Unbowed Maathai stood against Moi and won
What you need to know:
- Maathai shot into the national limelight when she stood against the ills that were being committed by the regime.
- In 1989, she led a vigorous campaign to stop the government from building a multibillion complex at Nairobi’s Uhuru Park.
Wangari Muta Maathai once said: “In the course of history, there comes a time when humanity is called to shift to a new level of consciousness, to reach a higher moral ground. A time when we have to shed our fear and give hope to each other. That time is now.”
The professor of veterinary anatomy and scholar-turned-political activist seems to have been fired by those words, which, many-a-time got her on a collision course with the government.
In the late 1980s, she became a thorn in the flesh of the Kanu government under President Daniel arap Moi, who died last Tuesday aged 95.

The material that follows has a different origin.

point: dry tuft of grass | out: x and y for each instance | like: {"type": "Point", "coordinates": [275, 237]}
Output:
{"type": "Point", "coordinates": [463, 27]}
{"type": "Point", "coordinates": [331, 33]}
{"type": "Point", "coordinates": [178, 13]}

Maathai, the first Kenyan female professor, shot into the national limelight when she stood against the ills that were being committed by the regime.
In 1989, she led a vigorous campaign to stop the government from building a multibillion complex at Nairobi’s Uhuru Park.
Moi planned to build a Times Media Complex, a 60-storey tower that would host Kanu headquarters, offices and shopping malls.
HUNGER STRIKE
Wangari and other pro-democracy crusaders challenged Moi in the courts and waged an international campaign that culminated in the government abandoning the project in February 1990.
It was her first win against the ruthless Kanu regime. Towards the end of February1992, Wangari, who had just been released from police custody, annoyed Moi further when she joined mothers and relatives of detained political prisoners at Uhuru Park for a hunger strike to push for their release.
Their hunger strike was short-lived as a few days later, police forcefully dispersed them in a violent and bloody attack. Wangari and three others sustained serious injuries.
Following the fracas, Moi called her “a mad woman” who was “a threat to the order and security of the country”.
The violence against the mothers and their supporters made newspaper headlines, which sparked riots in the city.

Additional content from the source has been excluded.